[sdiy] Control Interfaces (was Wakeman)
Ingo Debus
debus at cityweb.de
Wed Jul 9 17:51:20 CEST 2003
Rainer Buchty wrote:
>>There are no yogi skills required to control more than a few
>>parameters while playing an instrument. Look for instance what violin
>>or wind instrument players do all the time.
>
>
> So where exactly do they use their feet? :)
>
> The violin player usually controls two parameters with one hand (pitch and
> pitch bend), and another two with the bow (staccato/legato, "expression").
>
> Similarly, the wind instrument player applies the basic note information
> with his hands, additional pitch control is provided through the blow
> pressure. In addition, "expression" can be added by the way the instrument
> is blown (volume, "modulation effects").
Ian Fritz already commented on the violin. I play flute, where also a
lot of things can be varied while playing: breath pressure (or amount
of air), mouth aperture, direction of airflow, tension of facial
muscles, mouth cavity (not very much effect on a flute, but try a
harmonica), the mysterious "breath support" thing (it does affect the
tone, but perhaps just translates into breath pressure, I don't know)
and probably more.
>>Or consider a vocoder: you can control a whole filter bank with your
>>mouth. You cannot control each filter gain individually, but you can
>>do a lot more than with two hands and a set of knobs.
>
>
> Yes, but here again we're at the point of a "correlated controller", just
> like the "brightness knob" I mentioned earlier.
Yes, but my point was, you cannot do this with only one knob. If this
was possible, a vocoder could be made with only one analysis and one
synthesis filter. When you form vowels with your mouth, several
parameters are involved. The number of parameters is probably lower
than the number of filter channels in the vocoder (so you can't
control each filter independently), but certainly higher than one.

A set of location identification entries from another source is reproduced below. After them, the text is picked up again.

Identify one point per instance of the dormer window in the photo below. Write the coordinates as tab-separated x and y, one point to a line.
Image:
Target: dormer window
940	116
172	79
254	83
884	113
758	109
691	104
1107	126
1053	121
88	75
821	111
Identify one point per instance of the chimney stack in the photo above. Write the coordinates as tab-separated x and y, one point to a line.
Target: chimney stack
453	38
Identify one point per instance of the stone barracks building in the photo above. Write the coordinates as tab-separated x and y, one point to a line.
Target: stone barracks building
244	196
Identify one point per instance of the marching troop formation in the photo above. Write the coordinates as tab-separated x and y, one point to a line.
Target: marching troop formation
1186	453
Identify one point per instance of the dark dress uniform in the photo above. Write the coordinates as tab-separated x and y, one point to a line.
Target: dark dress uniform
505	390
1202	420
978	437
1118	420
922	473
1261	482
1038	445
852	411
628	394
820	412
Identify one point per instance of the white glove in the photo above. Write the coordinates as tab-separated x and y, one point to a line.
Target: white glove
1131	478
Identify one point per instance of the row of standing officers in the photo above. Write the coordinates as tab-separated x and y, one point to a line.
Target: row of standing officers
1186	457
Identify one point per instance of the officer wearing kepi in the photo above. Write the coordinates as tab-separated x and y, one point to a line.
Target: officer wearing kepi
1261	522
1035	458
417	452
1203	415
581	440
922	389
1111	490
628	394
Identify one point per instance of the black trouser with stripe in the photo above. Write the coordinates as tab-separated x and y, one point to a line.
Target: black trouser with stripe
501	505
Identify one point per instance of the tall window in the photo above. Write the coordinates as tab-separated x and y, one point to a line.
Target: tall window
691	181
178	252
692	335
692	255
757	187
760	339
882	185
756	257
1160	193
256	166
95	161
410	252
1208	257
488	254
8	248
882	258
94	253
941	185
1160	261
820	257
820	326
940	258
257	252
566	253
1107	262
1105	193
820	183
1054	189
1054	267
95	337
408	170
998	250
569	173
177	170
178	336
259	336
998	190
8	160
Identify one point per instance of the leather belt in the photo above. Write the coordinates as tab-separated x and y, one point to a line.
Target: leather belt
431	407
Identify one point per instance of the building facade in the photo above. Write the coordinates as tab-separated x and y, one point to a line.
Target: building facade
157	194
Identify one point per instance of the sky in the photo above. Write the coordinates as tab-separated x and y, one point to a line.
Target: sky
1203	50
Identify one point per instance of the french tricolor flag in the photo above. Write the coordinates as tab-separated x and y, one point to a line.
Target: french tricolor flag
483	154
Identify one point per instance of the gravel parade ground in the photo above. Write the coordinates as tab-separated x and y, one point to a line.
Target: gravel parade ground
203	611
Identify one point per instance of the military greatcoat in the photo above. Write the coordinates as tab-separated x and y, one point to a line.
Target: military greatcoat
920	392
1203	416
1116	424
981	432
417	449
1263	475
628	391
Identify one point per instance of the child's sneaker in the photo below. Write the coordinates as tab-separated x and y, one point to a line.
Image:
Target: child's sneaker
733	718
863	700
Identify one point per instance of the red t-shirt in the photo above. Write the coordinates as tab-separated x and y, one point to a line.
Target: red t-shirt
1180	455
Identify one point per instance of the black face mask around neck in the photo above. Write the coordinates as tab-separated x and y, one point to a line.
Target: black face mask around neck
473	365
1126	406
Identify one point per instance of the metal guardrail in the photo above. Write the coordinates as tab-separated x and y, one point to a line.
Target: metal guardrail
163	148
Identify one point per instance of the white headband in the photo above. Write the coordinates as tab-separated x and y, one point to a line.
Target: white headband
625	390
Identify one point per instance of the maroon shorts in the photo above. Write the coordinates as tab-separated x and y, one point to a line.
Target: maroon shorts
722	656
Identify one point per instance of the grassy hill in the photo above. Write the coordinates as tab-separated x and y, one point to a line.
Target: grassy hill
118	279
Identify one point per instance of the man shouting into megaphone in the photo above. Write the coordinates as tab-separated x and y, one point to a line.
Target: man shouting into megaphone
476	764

Thus a vocoder (with microphone) is a multi-dimensional controller.
> So maybe the overall question is: what would a "keyboard" (for the lack of
> any better word...) would look like which allows you playing any kind of
> chords (-> polyphonic play) but gives you a similar amount of
> expression/modulation controls as e.g. string or wind instruments while
> still being playable at similar ease of the piano keyboard?
That's a tough one. Even the commercially available wind controllers
(WX/EWI/EVI) which are monophonic allow only control of two
"expression" parameters, breath pressure and lip pressure. They do
have additional controllers like thumb wheels, and of course one can
add foot pedals, but that's possible with a keyboard too.